Weeds are socially constructed

Jul 9th, 2014 | By | Category: Blog

The definition of a weed is a plant growing where it is not wanted. That’s all. This means that what is and is not a weed varies across time and place. In fact, a plant may simultaneously be considered a weed and not a weed by two different people (or even two competing opinions in one person’s mind!) observing it at the same time and in the same place.

A lot of my time these days is spent weeding, so I have plenty of opportunities to contemplate this. For instance, lamb’s quarters are edible plants that show up in my gardens a lot. When small, their leaves are really soft and taste kind of like fresh peas. I always take them out, but isn’t it weird to remove an edible plant from a place designed to… grow edible plants?

Last week, I removed some volunteer tomatoes from a bed that was planted with squash. There, they were weeds. I moved them to an adjacent bed that had been planted with cucumbers but that was still half empty. There, they are a crop. Five feet west, and they are no longer weeds (to be removed and thrown away), but a valuable source of food (to be cultivated, harvested, and eaten). Phrased that way, transplanting is like a miracle. It makes food out of waste with almost no effort!
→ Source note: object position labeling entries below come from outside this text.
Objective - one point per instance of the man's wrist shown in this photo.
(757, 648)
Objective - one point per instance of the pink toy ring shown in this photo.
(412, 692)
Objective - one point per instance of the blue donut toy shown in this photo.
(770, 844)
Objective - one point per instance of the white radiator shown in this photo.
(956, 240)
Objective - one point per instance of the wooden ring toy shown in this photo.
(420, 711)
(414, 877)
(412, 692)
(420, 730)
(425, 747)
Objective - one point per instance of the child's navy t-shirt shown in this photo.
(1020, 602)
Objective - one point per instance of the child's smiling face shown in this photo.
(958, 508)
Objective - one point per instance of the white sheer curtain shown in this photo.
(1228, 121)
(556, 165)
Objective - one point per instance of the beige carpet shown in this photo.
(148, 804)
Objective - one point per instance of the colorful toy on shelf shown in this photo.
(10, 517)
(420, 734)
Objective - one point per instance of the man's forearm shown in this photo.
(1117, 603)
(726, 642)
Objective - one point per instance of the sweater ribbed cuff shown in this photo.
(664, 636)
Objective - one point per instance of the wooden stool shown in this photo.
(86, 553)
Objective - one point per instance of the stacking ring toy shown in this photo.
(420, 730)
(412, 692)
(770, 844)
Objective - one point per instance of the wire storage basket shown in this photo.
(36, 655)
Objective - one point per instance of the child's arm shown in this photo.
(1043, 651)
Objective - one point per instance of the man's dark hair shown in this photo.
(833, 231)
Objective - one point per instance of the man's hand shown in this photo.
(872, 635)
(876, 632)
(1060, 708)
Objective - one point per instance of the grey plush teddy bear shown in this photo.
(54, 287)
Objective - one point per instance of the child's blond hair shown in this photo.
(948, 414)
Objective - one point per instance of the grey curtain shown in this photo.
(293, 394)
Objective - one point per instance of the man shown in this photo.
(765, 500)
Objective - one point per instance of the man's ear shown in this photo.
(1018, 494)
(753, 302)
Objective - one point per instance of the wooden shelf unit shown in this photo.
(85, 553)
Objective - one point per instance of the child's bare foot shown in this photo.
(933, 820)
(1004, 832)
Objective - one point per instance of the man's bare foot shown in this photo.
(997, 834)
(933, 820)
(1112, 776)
2 Comments to “Weeds are socially constructed”

  1. Abigail Cheskis says:

    Hi Eliza!

    I really liked your description of the tomato plant seen as a weed in one row of plants and as a valuable crop in another. Although I haven’t done much farming before, I’ve done some work in flower gardens, where weeding was often my main task. I too was frustrated at times, especially because I had also been learning about more permaculture type practices in which weeding isn’t prevalent. But one person’s explanation of weeding definitely helped me to become less frustrated and more accepting of the process: by weeding, you are offering a helping hand to the plant which you are trying to cultivate – removing “weeds” or plants that aren’t “supposed” to be there allows more nutrients and space for the plant to grow and thrive.

    Although I’m sure that you know the purpose of weeding, I thought maybe putting it in that particular way might give you a new perspective. Hope the weeding continues well for the rest of the summer!

  2. Mandy Kwan says:

    Hi Eliza,

    That is cool, I find that very interesting because I weed too and I learned that a lot of the invasive weeds actually have health benefits. It is kind of weird, sometimes I wonder, why can’t we leave these “weeds” here because they do have benefits. However I learned that sometimes having the “weeds” there can take away space for the plants that a farmer may actually want to grow in that area.

    Does the place that you work at save the weeds? Or do you guys just compost them?